AMBOSS erhebt für die hier aufgeführten Differenzialdiagnosen keinen Anspruch auf Vollständigkeit.
Therapie
- Manuelle Reposition der Radiuskopf-Subluxation [1] [4]
- Keine Anästhesie nötig
- Kind sitzt, wenn möglich, auf dem Schoß der Begleitperson
- Ausgangsposition: Ellenbogen in 90 ° Flexion und Pronation (Schonhaltung)
- Eine Hand unterstützt den Ellenbogen des Kindes und übt Druck auf den Radiuskopf aus, die andere umfasst die Hand des Kindes
- Unter Zug Supination und anschließende Extension des Unterarmes
- Nachsorge: Keine Röntgenkontrolle oder Schonung/Ruhigstellung nötig → Sofortige volle Funktionsfähigkeit
- Bei erfolgloser Reposition
- Röntgen des Ellenbogens a.p. und seitlich (Ausschluss einer Fraktur)
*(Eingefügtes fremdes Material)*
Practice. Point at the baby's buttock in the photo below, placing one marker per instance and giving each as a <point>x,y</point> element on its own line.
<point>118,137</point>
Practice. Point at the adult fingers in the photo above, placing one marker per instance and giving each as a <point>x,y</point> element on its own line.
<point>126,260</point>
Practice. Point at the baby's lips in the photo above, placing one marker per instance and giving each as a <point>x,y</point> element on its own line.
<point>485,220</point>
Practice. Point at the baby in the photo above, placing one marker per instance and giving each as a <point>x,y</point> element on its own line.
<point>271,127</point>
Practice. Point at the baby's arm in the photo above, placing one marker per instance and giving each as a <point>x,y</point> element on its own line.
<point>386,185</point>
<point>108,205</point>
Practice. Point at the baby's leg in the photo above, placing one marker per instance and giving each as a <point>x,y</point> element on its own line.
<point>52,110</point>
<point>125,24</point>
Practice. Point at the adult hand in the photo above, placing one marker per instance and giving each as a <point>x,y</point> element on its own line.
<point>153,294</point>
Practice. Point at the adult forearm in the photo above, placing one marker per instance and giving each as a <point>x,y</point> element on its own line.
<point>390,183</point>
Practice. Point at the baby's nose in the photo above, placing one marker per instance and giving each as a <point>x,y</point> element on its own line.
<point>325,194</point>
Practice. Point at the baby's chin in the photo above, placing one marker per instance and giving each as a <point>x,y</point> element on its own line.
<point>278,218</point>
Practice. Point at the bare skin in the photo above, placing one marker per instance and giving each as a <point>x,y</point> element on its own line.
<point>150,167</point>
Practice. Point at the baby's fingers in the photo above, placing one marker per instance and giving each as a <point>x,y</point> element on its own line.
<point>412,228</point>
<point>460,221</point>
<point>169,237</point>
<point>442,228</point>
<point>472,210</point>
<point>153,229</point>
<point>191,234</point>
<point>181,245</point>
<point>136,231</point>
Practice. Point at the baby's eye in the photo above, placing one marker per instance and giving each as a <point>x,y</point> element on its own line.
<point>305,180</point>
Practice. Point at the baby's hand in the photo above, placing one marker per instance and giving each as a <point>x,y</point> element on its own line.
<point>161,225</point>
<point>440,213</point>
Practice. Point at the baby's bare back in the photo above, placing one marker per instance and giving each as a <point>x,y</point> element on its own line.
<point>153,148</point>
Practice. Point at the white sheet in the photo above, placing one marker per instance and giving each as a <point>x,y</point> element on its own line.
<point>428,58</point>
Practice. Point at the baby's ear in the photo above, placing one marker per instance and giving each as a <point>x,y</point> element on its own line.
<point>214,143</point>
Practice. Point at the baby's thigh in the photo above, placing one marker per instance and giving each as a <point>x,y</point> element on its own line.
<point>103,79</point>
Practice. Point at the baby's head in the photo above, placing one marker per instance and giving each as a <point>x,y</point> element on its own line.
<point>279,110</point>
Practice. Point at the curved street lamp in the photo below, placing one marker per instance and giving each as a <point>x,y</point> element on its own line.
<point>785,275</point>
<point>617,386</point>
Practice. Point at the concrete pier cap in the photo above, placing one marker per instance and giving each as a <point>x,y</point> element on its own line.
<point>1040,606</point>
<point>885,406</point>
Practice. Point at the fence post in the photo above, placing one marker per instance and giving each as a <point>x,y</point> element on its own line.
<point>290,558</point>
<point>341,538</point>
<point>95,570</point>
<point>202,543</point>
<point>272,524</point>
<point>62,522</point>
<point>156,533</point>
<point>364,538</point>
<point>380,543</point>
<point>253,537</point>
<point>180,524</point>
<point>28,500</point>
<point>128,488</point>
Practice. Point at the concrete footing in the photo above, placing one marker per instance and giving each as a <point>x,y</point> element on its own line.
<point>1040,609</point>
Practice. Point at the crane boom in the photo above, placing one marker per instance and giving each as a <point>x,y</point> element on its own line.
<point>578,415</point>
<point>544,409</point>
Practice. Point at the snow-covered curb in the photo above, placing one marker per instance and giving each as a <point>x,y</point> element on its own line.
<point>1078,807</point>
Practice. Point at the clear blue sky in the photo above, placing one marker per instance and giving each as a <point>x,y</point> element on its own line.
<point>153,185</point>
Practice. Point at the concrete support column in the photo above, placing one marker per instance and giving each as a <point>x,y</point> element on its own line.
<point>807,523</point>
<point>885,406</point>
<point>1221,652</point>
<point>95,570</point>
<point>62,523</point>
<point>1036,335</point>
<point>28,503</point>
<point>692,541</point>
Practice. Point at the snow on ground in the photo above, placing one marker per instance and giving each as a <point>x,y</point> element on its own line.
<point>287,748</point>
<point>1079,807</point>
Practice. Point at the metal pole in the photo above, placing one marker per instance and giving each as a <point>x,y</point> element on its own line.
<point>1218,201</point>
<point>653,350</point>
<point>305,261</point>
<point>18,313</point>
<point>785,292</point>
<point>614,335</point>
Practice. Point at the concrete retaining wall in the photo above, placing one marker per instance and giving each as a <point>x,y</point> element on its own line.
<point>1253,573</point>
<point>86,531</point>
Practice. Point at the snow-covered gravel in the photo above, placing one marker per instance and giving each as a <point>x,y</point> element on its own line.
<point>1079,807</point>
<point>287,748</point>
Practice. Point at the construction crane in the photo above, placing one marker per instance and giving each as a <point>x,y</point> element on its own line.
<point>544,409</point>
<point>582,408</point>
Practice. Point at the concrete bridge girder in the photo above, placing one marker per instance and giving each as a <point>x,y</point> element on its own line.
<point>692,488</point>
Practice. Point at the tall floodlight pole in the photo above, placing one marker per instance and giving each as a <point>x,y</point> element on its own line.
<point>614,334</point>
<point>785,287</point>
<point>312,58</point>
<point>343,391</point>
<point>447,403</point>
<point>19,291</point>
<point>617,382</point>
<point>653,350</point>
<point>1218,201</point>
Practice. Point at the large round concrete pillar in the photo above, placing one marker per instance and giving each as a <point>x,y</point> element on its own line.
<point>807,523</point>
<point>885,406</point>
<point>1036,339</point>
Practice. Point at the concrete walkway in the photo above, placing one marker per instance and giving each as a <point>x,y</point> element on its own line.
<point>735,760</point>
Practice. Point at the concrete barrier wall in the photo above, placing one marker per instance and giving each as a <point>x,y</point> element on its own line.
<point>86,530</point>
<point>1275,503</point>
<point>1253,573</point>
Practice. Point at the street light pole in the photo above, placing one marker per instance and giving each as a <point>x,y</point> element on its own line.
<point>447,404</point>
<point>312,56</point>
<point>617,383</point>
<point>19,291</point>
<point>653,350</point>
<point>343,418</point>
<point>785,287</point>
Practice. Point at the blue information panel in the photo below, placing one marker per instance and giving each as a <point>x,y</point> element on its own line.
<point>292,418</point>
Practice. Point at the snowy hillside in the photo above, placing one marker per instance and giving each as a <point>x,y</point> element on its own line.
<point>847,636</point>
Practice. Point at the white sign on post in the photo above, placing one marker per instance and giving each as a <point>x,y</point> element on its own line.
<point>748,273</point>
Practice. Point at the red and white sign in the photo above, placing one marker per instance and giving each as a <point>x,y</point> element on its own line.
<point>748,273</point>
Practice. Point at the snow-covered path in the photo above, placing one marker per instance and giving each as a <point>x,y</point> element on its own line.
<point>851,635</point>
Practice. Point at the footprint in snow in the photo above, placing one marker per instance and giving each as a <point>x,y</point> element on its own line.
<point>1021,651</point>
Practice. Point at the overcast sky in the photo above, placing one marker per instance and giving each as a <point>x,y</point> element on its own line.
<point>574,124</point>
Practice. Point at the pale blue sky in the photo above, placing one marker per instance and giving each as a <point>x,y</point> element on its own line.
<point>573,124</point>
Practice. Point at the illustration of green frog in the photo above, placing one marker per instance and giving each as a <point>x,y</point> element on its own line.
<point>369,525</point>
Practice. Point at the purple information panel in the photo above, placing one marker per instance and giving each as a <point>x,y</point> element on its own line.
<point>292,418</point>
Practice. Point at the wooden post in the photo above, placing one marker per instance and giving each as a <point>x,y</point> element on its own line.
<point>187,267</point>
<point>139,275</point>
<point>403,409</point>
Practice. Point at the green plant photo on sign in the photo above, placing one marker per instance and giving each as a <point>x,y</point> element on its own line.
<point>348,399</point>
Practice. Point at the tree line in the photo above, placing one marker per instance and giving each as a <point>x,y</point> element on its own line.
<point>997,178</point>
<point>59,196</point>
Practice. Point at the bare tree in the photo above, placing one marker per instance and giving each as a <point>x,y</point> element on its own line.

- Nach Ausschluss einer Fraktur: Möglichkeit der Ruhigstellung in Oberarmgipsschiene (Unterarm in Supinationsstellung) für max. 3 Tage
- Meist erfolgt währenddessen eine spontane Reposition
- Wenn nicht: erneute manuelle Reposition nach Gipsabnahme
- Prognose: Sehr gut bei rechtzeitiger Reposition
Kodierung nach ICD-10-GM Version 2023
- S53.-: Luxation, Verstauchung und Zerrung des Ellenbogengelenkes und von Bändern des Ellenbogens
- S53.0: Luxation des Radiuskopfes
- Articulatio humeroradialis
- Exklusive: Monteggia-(Luxations‑)Fraktur (S52.21)
- S53.0: Luxation des Radiuskopfes
Quelle: In Anlehnung an die ICD-10-GM Version 2023, DIMDI.